Un, quatre, vingt-huit, six cent soixante-douze. Ces chiffres représentent le nombre de mois, de semaines, de jours et d'heures que je suis enfermée dans cette pièce sinistre.
Sans aucune envie de vivre encore un hiver pour voir les flocons descendre du ciel comme une pluie de paillette.
Pour faire face à ces nombres monstrueux, je me suis décidée aujourd'hui.Plus de lamentations, plus de désespoir, plus de saut d'humeur, plus de violence, plus de l'ancienne Natacha et surtout plus de cette minable voix.
Je suis à saturation. En saturation de faire ces cauchemars, de vivre avec cette voix dans ma tête.
Je suis tout simplement à bout de forces pour passer encore un jour de plus ma vie remplis de désastre, de pleurs, et de personne en blouse blanche.
Je n'en peux plus de cette chambre isolée, de son lit en métal, de sa porte en fer, de sa fenêtre close.
Je n'en peux plus de ce vieux réfectoire, de ce vieux salon, de ce vieux corridor.
Je n'en peux plus de ces routines médicales, de ces injections, de tout ces tests médicaux.
Je suis écœurée des visites
hebdomadaires. Rectification, je n'ai pas de visite étant donné que je suis enfermée dans cette chambre comme étant en haut du donjon, sans personne à qui parler et sans parents à câliner.Je n'ai plus de vie, plus de liberté, plus de famille, plus d'amis, juste des infirmiers à qui je ne peux même pas me confier.
Je suis comme une âme perdue dans une enveloppe charnelle qui m'est maintenant inconnue tant les cicatrices rougeâtres et les bleus s'y entrechoquent.

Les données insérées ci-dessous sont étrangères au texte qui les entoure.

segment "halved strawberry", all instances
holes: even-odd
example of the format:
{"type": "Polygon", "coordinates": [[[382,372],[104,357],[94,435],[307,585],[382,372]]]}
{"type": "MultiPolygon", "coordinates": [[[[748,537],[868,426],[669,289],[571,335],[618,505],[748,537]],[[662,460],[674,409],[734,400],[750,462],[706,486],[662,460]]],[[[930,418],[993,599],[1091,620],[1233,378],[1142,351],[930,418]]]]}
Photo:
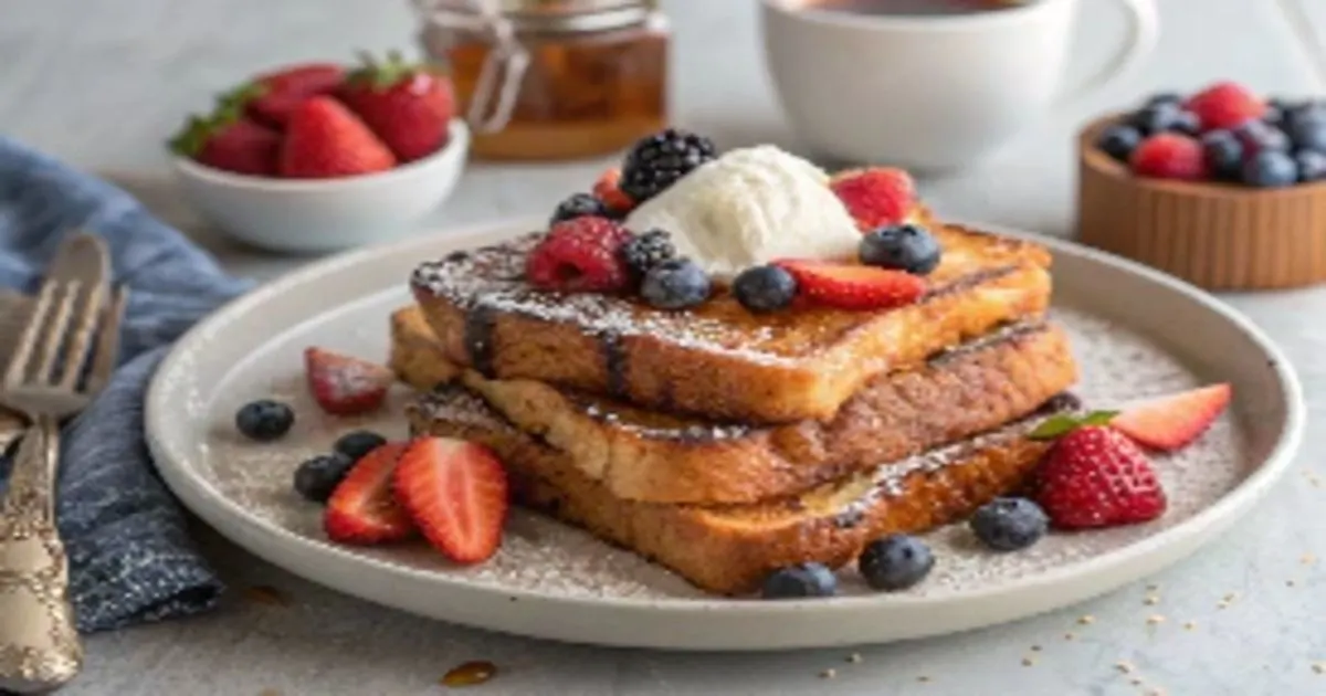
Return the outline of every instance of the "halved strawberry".
{"type": "Polygon", "coordinates": [[[904,170],[894,167],[841,171],[829,179],[829,188],[862,232],[900,224],[916,205],[916,183],[904,170]]]}
{"type": "Polygon", "coordinates": [[[395,380],[382,365],[320,347],[304,350],[304,373],[318,406],[342,416],[381,407],[395,380]]]}
{"type": "Polygon", "coordinates": [[[915,302],[926,292],[919,276],[884,268],[827,261],[781,260],[797,280],[797,293],[838,309],[887,309],[915,302]]]}
{"type": "Polygon", "coordinates": [[[611,167],[603,174],[598,175],[598,180],[594,182],[594,198],[603,202],[607,209],[618,213],[626,215],[631,212],[635,207],[635,202],[631,196],[627,196],[625,191],[618,186],[622,180],[622,170],[619,167],[611,167]]]}
{"type": "Polygon", "coordinates": [[[322,513],[322,528],[341,544],[385,544],[414,533],[406,510],[391,497],[391,475],[406,443],[387,443],[362,456],[337,485],[322,513]]]}
{"type": "Polygon", "coordinates": [[[395,493],[415,525],[457,563],[497,551],[507,521],[507,471],[487,447],[419,437],[400,456],[395,493]]]}
{"type": "Polygon", "coordinates": [[[1138,404],[1110,422],[1152,449],[1179,449],[1201,436],[1229,406],[1229,384],[1212,384],[1138,404]]]}

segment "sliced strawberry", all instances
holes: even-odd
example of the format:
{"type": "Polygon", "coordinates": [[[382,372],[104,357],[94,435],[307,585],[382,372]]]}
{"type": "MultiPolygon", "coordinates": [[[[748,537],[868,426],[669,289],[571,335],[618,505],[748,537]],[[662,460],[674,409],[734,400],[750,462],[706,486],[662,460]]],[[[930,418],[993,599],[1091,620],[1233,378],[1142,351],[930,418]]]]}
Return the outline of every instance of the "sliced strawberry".
{"type": "Polygon", "coordinates": [[[774,261],[797,280],[797,292],[809,301],[838,309],[887,309],[915,302],[926,281],[911,273],[827,261],[774,261]]]}
{"type": "Polygon", "coordinates": [[[619,167],[611,167],[598,175],[598,180],[594,182],[594,198],[603,202],[607,209],[618,215],[626,215],[635,207],[635,202],[618,186],[621,180],[622,170],[619,167]]]}
{"type": "Polygon", "coordinates": [[[337,485],[322,514],[322,528],[341,544],[385,544],[414,533],[406,510],[391,497],[391,475],[406,443],[387,443],[362,456],[337,485]]]}
{"type": "Polygon", "coordinates": [[[862,232],[900,224],[916,205],[916,184],[910,174],[892,167],[846,170],[829,180],[862,232]]]}
{"type": "Polygon", "coordinates": [[[1058,437],[1036,472],[1033,492],[1059,529],[1146,522],[1168,506],[1146,453],[1122,432],[1095,424],[1109,414],[1103,416],[1055,416],[1032,434],[1058,437]]]}
{"type": "Polygon", "coordinates": [[[342,416],[381,407],[395,380],[382,365],[320,347],[304,350],[304,373],[318,406],[342,416]]]}
{"type": "Polygon", "coordinates": [[[395,493],[415,525],[457,563],[497,551],[507,521],[507,472],[480,444],[419,437],[400,456],[395,493]]]}
{"type": "Polygon", "coordinates": [[[1229,384],[1212,384],[1138,404],[1110,422],[1152,449],[1179,449],[1196,440],[1229,406],[1229,384]]]}

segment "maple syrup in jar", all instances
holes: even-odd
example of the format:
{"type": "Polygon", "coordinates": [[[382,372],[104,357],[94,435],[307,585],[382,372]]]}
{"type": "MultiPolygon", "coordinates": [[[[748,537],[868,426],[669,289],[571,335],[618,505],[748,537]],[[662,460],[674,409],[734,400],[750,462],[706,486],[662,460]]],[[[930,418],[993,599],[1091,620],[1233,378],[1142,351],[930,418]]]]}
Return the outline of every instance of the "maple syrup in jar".
{"type": "Polygon", "coordinates": [[[451,73],[476,155],[602,155],[667,125],[671,37],[655,4],[418,0],[420,41],[451,73]]]}

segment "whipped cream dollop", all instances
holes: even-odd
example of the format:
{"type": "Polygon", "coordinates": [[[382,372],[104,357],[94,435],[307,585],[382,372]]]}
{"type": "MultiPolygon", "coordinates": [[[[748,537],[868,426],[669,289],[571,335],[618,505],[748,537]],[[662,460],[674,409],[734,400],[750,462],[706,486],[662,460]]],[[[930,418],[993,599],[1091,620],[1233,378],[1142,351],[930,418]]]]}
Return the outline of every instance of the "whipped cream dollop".
{"type": "Polygon", "coordinates": [[[851,259],[861,233],[829,175],[772,145],[732,150],[631,211],[626,227],[672,233],[717,276],[774,259],[851,259]]]}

Je ne me reconnais plus. Je cherche un signe d'espoirs dans les nuages qui s'entremêlent ou peut- être que j'y cherche un signe de désespoir qui m'autoriserait à penser que je ne contrôle plus rien et que rien n'est plus judicieux que de lâcher mes quelques derniers espoirs d'un avenir meilleur sur cette lame rêche provenant d'un petit bout de lit arraché qui me fait de l'œil depuis le coin du lavabo.Écrire sur cette vielle feuille mes dernières lamentations avant de rejoindre les flocons descendant du ciel serais l'occasion propice pour faire mes tout derniers adieux. Éventuellement, je sais que personne ne prendras la peine de perdre son temps pour lire ces mots aussi fragiles qu'une feuille- morte, n'évoquant aucune pitié comme lorsqu'on tue une mouche.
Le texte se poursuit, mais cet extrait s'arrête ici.